What is available from the TM Forum is a standardized way of defining and talking about network management and operations.

“We don’t go down to the interface level that talks to the hardware,” Dilbeck said.

The forum develops frameworks that help systems and enterprises interact and exchange information. It’s more than a casual agreement on definitions, Dilbeck added. “It is an accurate portrayal of accepted business processes, an abstraction of those processes, broken down to enable integration.”

The language and frameworks are not specific to a company or business but instead refer to the network operations common to all of them. That is important in a network-centric environment in which systems are increasingly integrated and called on to cooperate, Hermosilla said.

“It’s a new way of doing business,” he said. “It is hard.
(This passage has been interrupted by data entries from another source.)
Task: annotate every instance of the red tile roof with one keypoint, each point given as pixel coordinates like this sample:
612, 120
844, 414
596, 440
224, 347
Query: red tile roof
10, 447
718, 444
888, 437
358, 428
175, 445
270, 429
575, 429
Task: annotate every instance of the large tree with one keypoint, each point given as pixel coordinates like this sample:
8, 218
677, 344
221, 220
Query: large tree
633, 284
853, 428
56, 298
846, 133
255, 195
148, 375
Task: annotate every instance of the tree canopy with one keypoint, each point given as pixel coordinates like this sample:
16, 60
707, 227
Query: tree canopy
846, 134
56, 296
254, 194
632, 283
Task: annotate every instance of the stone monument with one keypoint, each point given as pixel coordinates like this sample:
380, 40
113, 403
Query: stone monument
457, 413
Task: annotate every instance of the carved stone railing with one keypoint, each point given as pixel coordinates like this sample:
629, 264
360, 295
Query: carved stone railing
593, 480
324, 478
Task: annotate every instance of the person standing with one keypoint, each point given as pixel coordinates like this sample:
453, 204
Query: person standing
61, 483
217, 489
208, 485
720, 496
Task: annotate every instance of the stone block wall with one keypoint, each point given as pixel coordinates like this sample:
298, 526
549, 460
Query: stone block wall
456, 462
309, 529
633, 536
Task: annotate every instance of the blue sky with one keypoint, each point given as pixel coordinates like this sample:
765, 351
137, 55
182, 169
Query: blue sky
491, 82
You are faced with so many interfaces for each system.”

DOD began working with the TM Forum in 2003, during the Global Information Grid Bandwidth Expansion program, a DISA initiative to expand the capacity and reliability of the existing GIG.

“We had a lot of network management systems we had to integrate, and the TM Forum sounded like a good match for us,” Hermosilla said.
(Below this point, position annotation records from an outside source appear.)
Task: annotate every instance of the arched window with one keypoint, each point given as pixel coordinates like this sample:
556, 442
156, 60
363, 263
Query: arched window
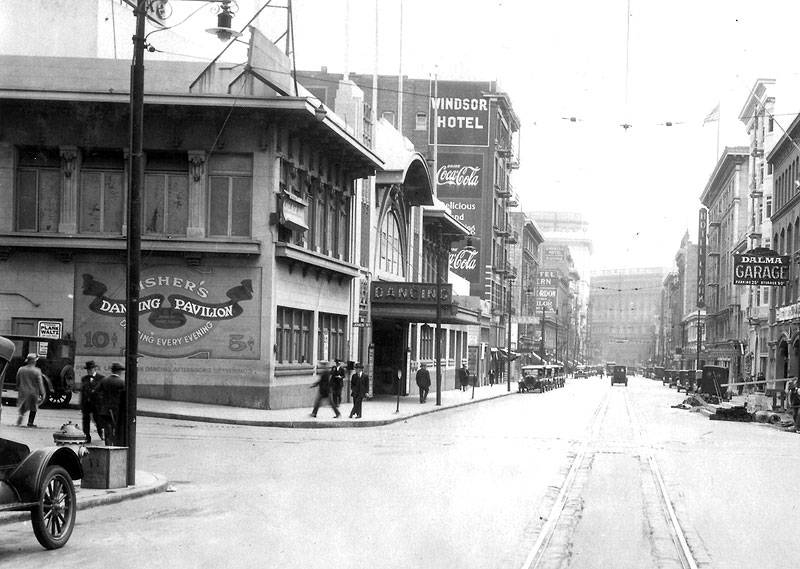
391, 250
The new and improved GIG reached full operational capability in December 2005. In 2006, Hermosilla became chief of the new Operational Support Systems Division, which sought to integrate all the information systems within the Defense Information Systems Network. DISN serves as GIG’s backbone.

Forum specifications relevant to the defense community include:

  • Enhanced Telecom Operations Map (eTOM), a business process model for information and communications technology service providers that outlines how to support complex network operations environments. They include acquisitions, configuration, deployment, changes to and removal of services, and billing.
  • Shared Information/Data model, an information- and data-modeling methodology for service providers that corresponds to eTOM.
  • TM Forum Interface Program (TIP), which integrates multiple forum interface methodologies.
  • Telecom Applications Map.
  • Service Delivery Framework.
  • New Generation Operations Systems and Software, for common communications vehicles.

TIP was one of the key tools in the DISN integration. It helped administrators define what information the network management tools needed to exchange, where it was and who owned it, and it allowed the applications to access that information as needed. The tool also let administrators establish a standard interface with one interface per application rather than one for every data source connected to it.

“I don’t see it changing the way we operate the network,” Hermosilla said.

The forum simply addresses the way systems exchange information, in the same way a network carrier would. DOD has some special needs for DISN, and the forum’s frameworks are tweaked and extensions added as needed, he said, “but basically, we’re a carrier.”